Home » World » Another Gothic panel from the cathedral of Barcelona is up for auction | Catalonia

Another Gothic panel from the cathedral of Barcelona is up for auction | Catalonia

Another work by the Gothic painter Lluís Borrassà for sale. Throughout this year around a dozen pieces made by the best international Gothic painter in Catalonia, and one of the most important in the entire Crown of Aragon and the Peninsula, have gone up for auction, something exceptional in an author, documented between 1380 and 1424, which until now had a rather small presence in the art market. One of these works was a panel from the altarpiece of Santa Marta, Santo Domingo and San Pedro Mártir, from around 1421, from the Santa Marta chapel of the Barcelona cathedral, one of the last works made by Borrassà after the commissioned by the canon of the cathedral of Barcelona Guillem Despujol. The Generalitat bought it in February for 75,000 euros and then deposited it with the MNAC.

It is the same origin that a painting has that can be bought on next day 15 at the Madrid auction house Segre, for a starting price of 75,000 euros. In this case it is the representation of Saint Peter Martyr and the castaways, a table almost one meter high by 64 centimeters wide, representing the moment in which a dozen sailors, in a moment of anguish, in which their ship is leaking and they are throwing the merchandise overboard so as not to die drowned, they invoke this saint to save them from this extreme situation.

Unlike the February table, unpublished in the bibliography, the one that is now for sale has been known since it was included in 1950 by Chandler R. Post in his monumental history of Spanish painting, which made it known when he was in residence of Englewood (New Jersey) by Barons Cassel Van Doorn.

The work had been sold by the cathedral council before 1877, like many other Gothic paintings that had ceased to have value and had been replaced by other fashionable pictorial sets.

Before emigrating to the United States, he had gone through at least two collections in Barcelona; that of Josep Genescà and that of the doctor Joan Ramon Campaner, whose heirs kept it until 1891, when they sold their entire collection and it ended up dispersed. The painting returned to Spain, as the art historian Alberto Velasco has been able to establish in the report that accompanies the work, upon the death of the Barons of Cassel.

It was then that the Marquis Raül Roviralta, an industrial pharmaceutical collector of art and ship models, bought it and kept it at his residence in Santa Clotilde, in Lloret de Mar until his death. “He possibly bought it for its iconography, since Borrassà’s work represents very faithfully what a ship of the time is; a coca, an image that undoubtedly seduced him ”, Velasco highlights in a telephone conversation. The work preserves an inscription on the back where it says that Roviralta left the work to his children in 1981, a family that has kept it until now and has put it on sale in Madrid.

For Velasco the fact that a large number of borrassàs in auctions it does not devalue its importance. “He is one of the most valued and most documented Gothic authors, since there are about 300 documents about his life and work.
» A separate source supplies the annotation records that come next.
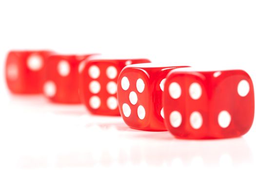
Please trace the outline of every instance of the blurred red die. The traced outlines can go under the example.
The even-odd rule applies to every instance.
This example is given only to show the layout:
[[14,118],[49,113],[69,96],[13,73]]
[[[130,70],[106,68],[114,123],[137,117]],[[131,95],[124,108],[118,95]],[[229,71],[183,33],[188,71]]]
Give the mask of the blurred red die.
[[79,95],[79,69],[81,62],[94,54],[53,55],[46,65],[44,93],[52,102],[80,103]]
[[14,51],[5,63],[7,86],[13,93],[42,93],[45,61],[54,52],[48,51]]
We also know that he painted around 50 altarpieces, in Girona and, above all, in Barcelona, ​​although he also worked in Solsona and Sardinia ”, he recalls.
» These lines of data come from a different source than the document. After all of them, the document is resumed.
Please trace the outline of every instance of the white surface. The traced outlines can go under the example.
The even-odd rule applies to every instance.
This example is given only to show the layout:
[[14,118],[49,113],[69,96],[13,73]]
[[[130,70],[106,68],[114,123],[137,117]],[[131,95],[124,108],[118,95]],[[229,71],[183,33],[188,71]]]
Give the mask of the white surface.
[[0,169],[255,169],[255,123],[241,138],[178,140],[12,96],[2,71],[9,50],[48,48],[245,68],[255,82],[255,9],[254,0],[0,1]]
Velasco, following the reconstruction of the altarpiece that the also expert Santiago Alcolea has made, recalls that the panel that is sold, despite being from the same origin as the February one, is one of the few that are known of this altarpiece: “Only We know what five of the 20 panels in the set were like: the Calvary that crowned it and a scene with the three saints, both in private collections, and three of the six paintings dedicated to Saint Peter Martyr, but none of the six from Santo Domingo or from six o’clock in the predella of Santa Marta ”.

For the benefit of Cáritas

The work up for auction is exceptional, due to the quality and composition of the scene. “The scene of the ship is not usual, but the representation of the waves of the sea and the storm is very rare; created with a kind of glaze that required the skill of the master ”, says Velasco.

But there is another exceptionality. Everything that is collected from the sale of the table, from 75,000 euros upwards, will go to Cáritas in full. We do not know if the work of Sant Pedro Mártir served to save the sailors, but the acquisition of this Gothic painting from Borrassà will help, almost 600 years later, those most in need.